Milletvekili Sındır, “dere taşkın alanı ve fay zonuna asla konut yapmayın!”
Plan ve Bütçe Komisyonu’nda Cumhurbaşkanlığı’nın 2021 Yılı Bütçesi üzerine konuşan CHP İzmir Milletvekili Kamil Okyay Sındır, İzmir depremi sonrasında konut yapımı için belirlenen rezerv alanın Bornova fay zonu üzerinde bulunduğunu ve 1995 yılında 58 vatandaşın sele kapılarak yaşamını yitirdiği bir dere havzasında konut yapılmasının yaşamsal riskler barındırdığını söyledi.
“KARARI YENİDEN GÖZDEN GEÇİRİNİZ!”
Sel felaketlerinin yaşanabileceği alanlarda konutların yapılmasının büyük riskleri beraberinde getirdiğini söyleyen Sındır, “İzmir depremi sonrasında konut yapımı için belirlenen yer 375 hektar orman alanında kalan bir bölge. Burası Laka Deresi’nin 1.750 hektar olan su toplama havzasında kalan bir yer. 1995 yılındaki sel felaketi sonucu yitirilen 65 vatandaşımızın 58’i bu alan içerisinde yani bu dere havzası içerisinde oluşan sellere kapılarak yaşamını yitirdi. Sel sonrası da Orman İdaresince ağaçlandırma çalışmalarına başlandı. Burası bir orman ve bölgesel park alanı. Burası doğal sit alanı. Bu bölgenin 25.11.2020 tarihli Cumhurbaşkanı Kararıyla orman sınırları dışına çıkarılmasına karar verildi. ‘Devlet ormanları daraltılamaz’ diye Anayasal hüküm var. Bu alanın orman dışına çıkarılması kabul edilemez. Jeoloji Mühendisleri Odası İzmir Şubesi’nce yapılan açıklamada bu alanın MTA’nın Türkiye Diri Fay Haritasında Bornova fay zonu üzerinde olduğunu biliyor musunuz? Yapılaşmanın aynı zamanda Laka Deresi üzerinde, sel üreten bir havza kaynağının üzerinde yapılacağını biliyor musunuz? Bu kararı yeniden gözden geçiriniz. Dere taşkın alanı ve fay zonuna asla konut yapmayın. İnsan yaşamını riske atmayın” diyerek Cumhurbaşkanı Yardımcısı Fuat Oktay’a uyarılarda bulundu.

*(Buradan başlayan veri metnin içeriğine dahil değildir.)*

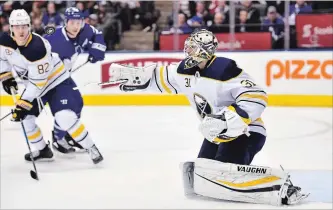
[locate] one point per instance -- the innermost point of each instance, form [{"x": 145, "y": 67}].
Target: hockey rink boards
[{"x": 143, "y": 147}]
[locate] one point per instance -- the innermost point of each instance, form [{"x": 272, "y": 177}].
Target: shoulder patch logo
[
  {"x": 203, "y": 107},
  {"x": 247, "y": 83},
  {"x": 49, "y": 30}
]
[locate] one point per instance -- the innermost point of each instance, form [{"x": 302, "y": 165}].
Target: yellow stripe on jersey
[
  {"x": 257, "y": 96},
  {"x": 166, "y": 88},
  {"x": 246, "y": 120},
  {"x": 210, "y": 63},
  {"x": 35, "y": 135},
  {"x": 24, "y": 104},
  {"x": 29, "y": 40},
  {"x": 51, "y": 76},
  {"x": 251, "y": 183},
  {"x": 5, "y": 76},
  {"x": 218, "y": 140},
  {"x": 259, "y": 120},
  {"x": 41, "y": 84},
  {"x": 56, "y": 72},
  {"x": 78, "y": 131}
]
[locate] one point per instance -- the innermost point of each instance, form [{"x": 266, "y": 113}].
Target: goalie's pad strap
[
  {"x": 264, "y": 189},
  {"x": 253, "y": 184}
]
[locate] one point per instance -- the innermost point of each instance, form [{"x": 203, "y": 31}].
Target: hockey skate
[
  {"x": 293, "y": 194},
  {"x": 61, "y": 145},
  {"x": 45, "y": 154},
  {"x": 77, "y": 147},
  {"x": 95, "y": 155}
]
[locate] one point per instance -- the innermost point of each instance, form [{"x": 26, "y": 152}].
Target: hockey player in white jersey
[
  {"x": 47, "y": 80},
  {"x": 229, "y": 104}
]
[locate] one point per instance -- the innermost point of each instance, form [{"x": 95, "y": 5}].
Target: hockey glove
[
  {"x": 21, "y": 110},
  {"x": 226, "y": 125},
  {"x": 8, "y": 82},
  {"x": 96, "y": 53},
  {"x": 131, "y": 78}
]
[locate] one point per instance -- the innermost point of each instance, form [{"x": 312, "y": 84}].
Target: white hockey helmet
[
  {"x": 199, "y": 46},
  {"x": 19, "y": 17}
]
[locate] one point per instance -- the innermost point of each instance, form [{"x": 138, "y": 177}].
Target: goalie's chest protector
[{"x": 204, "y": 88}]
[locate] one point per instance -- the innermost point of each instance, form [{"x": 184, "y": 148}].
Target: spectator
[
  {"x": 80, "y": 6},
  {"x": 90, "y": 7},
  {"x": 36, "y": 12},
  {"x": 7, "y": 9},
  {"x": 183, "y": 27},
  {"x": 108, "y": 25},
  {"x": 51, "y": 17},
  {"x": 220, "y": 6},
  {"x": 201, "y": 13},
  {"x": 195, "y": 22},
  {"x": 5, "y": 28},
  {"x": 26, "y": 5},
  {"x": 37, "y": 26},
  {"x": 93, "y": 20},
  {"x": 217, "y": 26},
  {"x": 148, "y": 15},
  {"x": 244, "y": 24},
  {"x": 300, "y": 7},
  {"x": 253, "y": 14},
  {"x": 274, "y": 24}
]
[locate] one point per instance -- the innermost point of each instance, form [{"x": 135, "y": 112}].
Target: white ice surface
[{"x": 143, "y": 147}]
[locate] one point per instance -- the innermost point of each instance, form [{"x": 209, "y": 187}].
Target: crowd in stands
[
  {"x": 250, "y": 16},
  {"x": 115, "y": 17},
  {"x": 111, "y": 17}
]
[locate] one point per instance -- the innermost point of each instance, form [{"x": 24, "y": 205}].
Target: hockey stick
[
  {"x": 34, "y": 173},
  {"x": 102, "y": 83},
  {"x": 5, "y": 116}
]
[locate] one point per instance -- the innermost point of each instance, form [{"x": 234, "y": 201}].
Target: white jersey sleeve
[
  {"x": 248, "y": 95},
  {"x": 43, "y": 73},
  {"x": 164, "y": 79}
]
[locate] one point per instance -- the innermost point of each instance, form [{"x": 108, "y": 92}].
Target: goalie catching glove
[
  {"x": 131, "y": 78},
  {"x": 226, "y": 125}
]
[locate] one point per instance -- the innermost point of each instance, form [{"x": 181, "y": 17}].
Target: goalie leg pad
[
  {"x": 208, "y": 150},
  {"x": 241, "y": 150},
  {"x": 187, "y": 175},
  {"x": 242, "y": 183}
]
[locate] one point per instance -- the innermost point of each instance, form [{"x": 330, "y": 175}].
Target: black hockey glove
[
  {"x": 21, "y": 110},
  {"x": 8, "y": 82}
]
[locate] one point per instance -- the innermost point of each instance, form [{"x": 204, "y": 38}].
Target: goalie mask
[{"x": 199, "y": 46}]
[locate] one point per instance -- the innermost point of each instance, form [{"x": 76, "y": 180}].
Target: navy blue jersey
[{"x": 87, "y": 40}]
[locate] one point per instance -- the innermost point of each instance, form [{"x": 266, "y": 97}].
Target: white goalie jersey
[{"x": 219, "y": 85}]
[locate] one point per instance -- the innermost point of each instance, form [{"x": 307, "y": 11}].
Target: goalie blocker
[{"x": 244, "y": 183}]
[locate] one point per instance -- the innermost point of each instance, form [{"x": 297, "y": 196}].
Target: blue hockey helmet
[{"x": 73, "y": 13}]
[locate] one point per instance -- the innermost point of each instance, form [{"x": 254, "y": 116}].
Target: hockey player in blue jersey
[{"x": 69, "y": 41}]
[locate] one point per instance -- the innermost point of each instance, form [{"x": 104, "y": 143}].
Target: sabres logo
[
  {"x": 247, "y": 83},
  {"x": 203, "y": 107},
  {"x": 49, "y": 30}
]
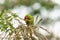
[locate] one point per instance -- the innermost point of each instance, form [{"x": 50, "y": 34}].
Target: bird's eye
[{"x": 26, "y": 17}]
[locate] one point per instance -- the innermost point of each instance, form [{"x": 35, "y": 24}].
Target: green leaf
[
  {"x": 1, "y": 13},
  {"x": 14, "y": 15}
]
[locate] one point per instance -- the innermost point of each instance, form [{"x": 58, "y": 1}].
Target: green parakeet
[{"x": 29, "y": 19}]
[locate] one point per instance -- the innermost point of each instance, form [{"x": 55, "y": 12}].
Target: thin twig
[{"x": 45, "y": 29}]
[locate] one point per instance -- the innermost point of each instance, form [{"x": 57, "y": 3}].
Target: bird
[{"x": 29, "y": 19}]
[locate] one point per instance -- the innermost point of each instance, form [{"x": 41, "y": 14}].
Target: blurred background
[{"x": 48, "y": 10}]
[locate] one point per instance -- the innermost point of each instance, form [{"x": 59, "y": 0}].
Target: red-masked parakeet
[{"x": 29, "y": 19}]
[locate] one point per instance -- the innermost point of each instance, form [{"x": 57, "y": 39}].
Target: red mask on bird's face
[{"x": 25, "y": 18}]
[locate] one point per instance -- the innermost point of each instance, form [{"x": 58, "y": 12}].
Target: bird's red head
[{"x": 25, "y": 18}]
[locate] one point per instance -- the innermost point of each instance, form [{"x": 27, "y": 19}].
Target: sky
[{"x": 23, "y": 10}]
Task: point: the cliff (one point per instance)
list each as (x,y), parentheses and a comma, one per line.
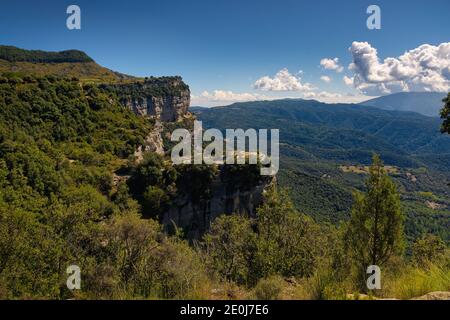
(166,99)
(195,218)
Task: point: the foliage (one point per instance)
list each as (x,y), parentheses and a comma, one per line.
(375,230)
(445,114)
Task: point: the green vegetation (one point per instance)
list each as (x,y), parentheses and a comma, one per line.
(72,192)
(445,114)
(375,230)
(13,54)
(318,140)
(69,64)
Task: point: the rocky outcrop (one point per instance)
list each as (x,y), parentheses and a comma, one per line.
(153,143)
(166,99)
(195,218)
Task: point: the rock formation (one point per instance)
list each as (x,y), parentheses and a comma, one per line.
(166,99)
(196,218)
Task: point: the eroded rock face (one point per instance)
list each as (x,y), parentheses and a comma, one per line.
(166,99)
(195,218)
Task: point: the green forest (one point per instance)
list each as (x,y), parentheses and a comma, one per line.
(61,141)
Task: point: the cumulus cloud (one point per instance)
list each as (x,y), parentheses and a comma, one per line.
(348,81)
(325,79)
(425,68)
(331,64)
(223,97)
(282,81)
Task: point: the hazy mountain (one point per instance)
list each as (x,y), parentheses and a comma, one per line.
(426,103)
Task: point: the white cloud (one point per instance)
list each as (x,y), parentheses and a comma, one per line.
(348,81)
(331,64)
(282,81)
(425,68)
(325,79)
(223,97)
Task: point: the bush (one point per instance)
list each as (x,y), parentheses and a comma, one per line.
(269,288)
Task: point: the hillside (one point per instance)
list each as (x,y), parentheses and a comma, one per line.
(426,103)
(71,63)
(318,140)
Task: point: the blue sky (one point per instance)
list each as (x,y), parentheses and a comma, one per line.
(229,45)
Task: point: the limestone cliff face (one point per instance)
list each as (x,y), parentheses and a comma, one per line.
(195,218)
(166,99)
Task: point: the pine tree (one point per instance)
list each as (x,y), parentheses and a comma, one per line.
(445,114)
(375,230)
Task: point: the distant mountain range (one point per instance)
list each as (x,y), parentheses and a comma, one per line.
(324,148)
(69,63)
(426,103)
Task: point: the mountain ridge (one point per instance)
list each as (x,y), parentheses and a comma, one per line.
(425,103)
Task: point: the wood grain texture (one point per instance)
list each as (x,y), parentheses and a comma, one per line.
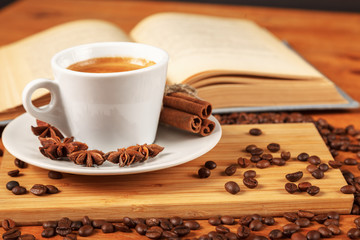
(178,190)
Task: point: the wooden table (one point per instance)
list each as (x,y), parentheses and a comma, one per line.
(329,41)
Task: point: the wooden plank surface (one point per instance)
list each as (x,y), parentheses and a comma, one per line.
(178,191)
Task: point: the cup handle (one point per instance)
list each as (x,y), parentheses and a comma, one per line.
(53,113)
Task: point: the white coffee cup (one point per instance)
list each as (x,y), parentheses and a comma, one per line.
(105,110)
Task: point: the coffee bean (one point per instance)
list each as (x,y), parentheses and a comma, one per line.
(243,162)
(55,175)
(14,173)
(325,232)
(48,232)
(348,189)
(38,189)
(313,190)
(141,228)
(273,147)
(250,174)
(232,187)
(243,232)
(263,164)
(18,190)
(107,228)
(350,161)
(176,221)
(303,186)
(303,157)
(335,164)
(204,173)
(230,170)
(313,235)
(192,224)
(20,164)
(293,177)
(291,188)
(276,234)
(210,165)
(323,167)
(8,224)
(11,184)
(255,132)
(318,174)
(250,182)
(86,230)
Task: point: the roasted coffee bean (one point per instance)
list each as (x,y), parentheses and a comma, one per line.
(11,184)
(210,165)
(27,237)
(263,164)
(18,190)
(222,229)
(107,228)
(298,236)
(243,162)
(48,232)
(141,228)
(152,222)
(324,232)
(86,230)
(313,190)
(293,177)
(273,147)
(348,189)
(204,173)
(291,188)
(49,224)
(318,174)
(302,157)
(181,230)
(55,175)
(313,235)
(250,182)
(250,174)
(323,167)
(276,234)
(14,173)
(314,160)
(303,222)
(303,186)
(232,187)
(243,232)
(8,224)
(20,164)
(335,164)
(231,170)
(255,132)
(350,161)
(228,220)
(38,189)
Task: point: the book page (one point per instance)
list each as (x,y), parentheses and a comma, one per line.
(28,59)
(203,44)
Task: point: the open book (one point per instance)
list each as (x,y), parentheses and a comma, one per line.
(233,63)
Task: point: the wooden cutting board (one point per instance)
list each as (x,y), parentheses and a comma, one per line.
(178,190)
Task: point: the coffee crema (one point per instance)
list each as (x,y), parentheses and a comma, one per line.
(110,64)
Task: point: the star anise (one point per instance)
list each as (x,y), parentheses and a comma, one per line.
(55,148)
(44,129)
(124,157)
(88,157)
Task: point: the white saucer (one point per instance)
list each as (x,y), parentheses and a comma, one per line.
(180,147)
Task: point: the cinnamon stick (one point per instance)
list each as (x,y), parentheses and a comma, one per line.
(180,119)
(207,127)
(188,104)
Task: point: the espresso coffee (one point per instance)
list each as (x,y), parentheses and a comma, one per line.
(110,64)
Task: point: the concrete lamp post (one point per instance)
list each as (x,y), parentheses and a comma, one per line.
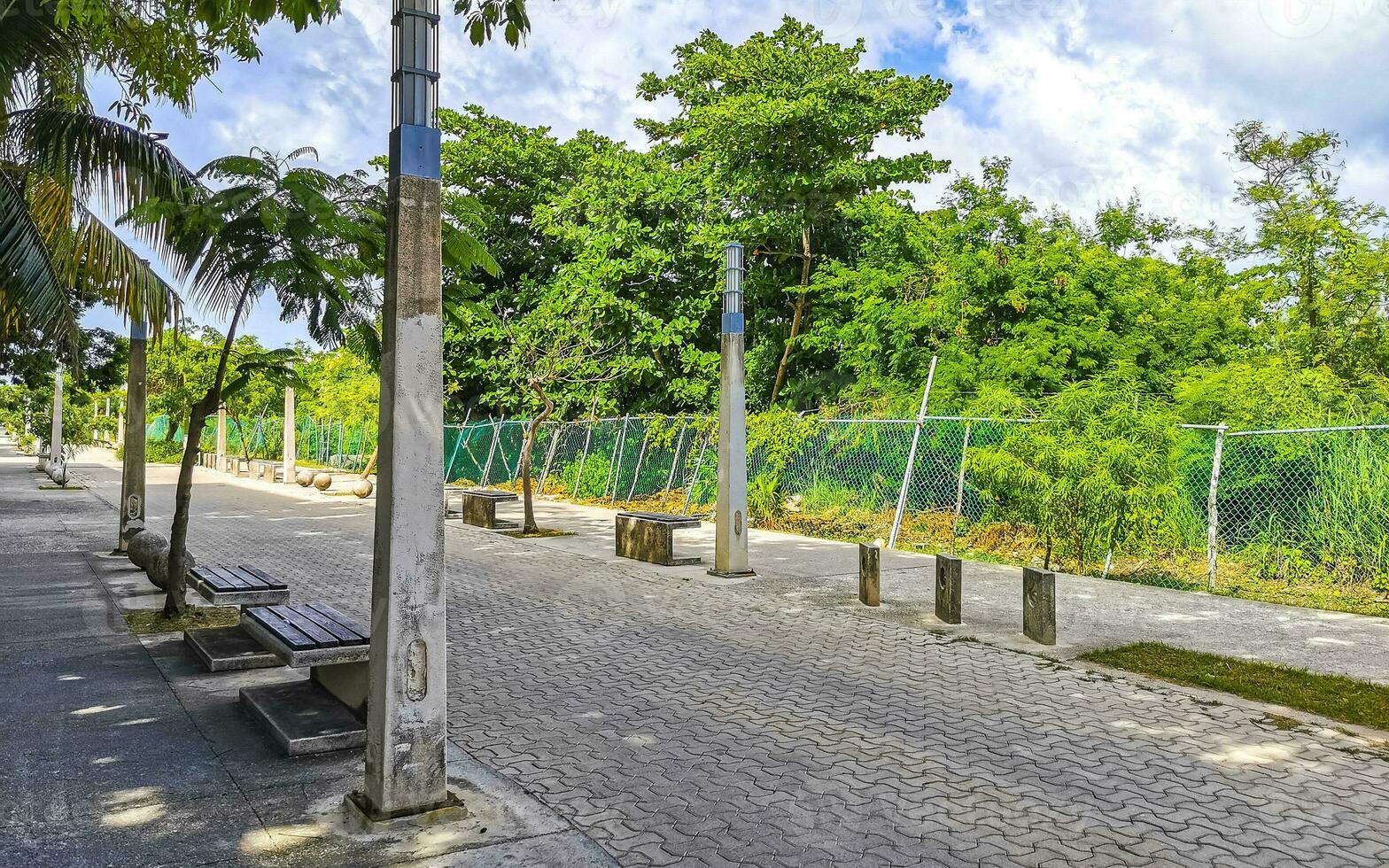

“AVRUPA KONSEYİ TÜRKİYE’Yİ İZLEMEYE ALDI!”
Avrupa Konseyinin Mart ayında, Cumhurbaşkanına hakaret davaları nedeniyle Türkiye’yi izlemeye aldığını söyleyen Sındır, “Cumhurbaşkanına hakaretten Türk Ceza Kanunu’nun 299’uncu maddesi gereği birtakım hükümler veriliyor. Bugüne kadar 100 binden fazla soruşturma, 63 bin 41 kişiye de dava açılmış ve bu davalardan 9 bin 554 kişi mahkum olmuş. Avrupa Konseyi geçtiğimiz Mart ayında Cumhurbaşkanına hakaret davaları nedeniyle Türkiye’yi izlemeye aldı. Avrupa Konseyi, bu durumun Avrupa İnsan Hakları Sözleşmesi’ne aykırı olduğu belirtilerek bu davalar nedeniyle Türkiye’yi nitelikli izlemeye aldığını belirtti. Burada dikkat edilmesi gereken husus siyasi konuların da hakaret kapsamı içerisinde yer alması ve değerlendirilmesi. Avrupa İnsan Hakları Mahkemesi’nin kararlarında dikkat çektiği husus şu; ‘kimsenin, diğer bütün insanlardan daha ayrıcalıklı şekilde korunamayacağı’. Sayın Cumhurbaşkanı Yardımcısı çok ciddi böyle bir konuya gereği için dikkatinizi çekmek isterim.” dedi.
“ASKERLERİMİZİN HAYATIYLA OYNANDIĞI SÖYLENİYOR!”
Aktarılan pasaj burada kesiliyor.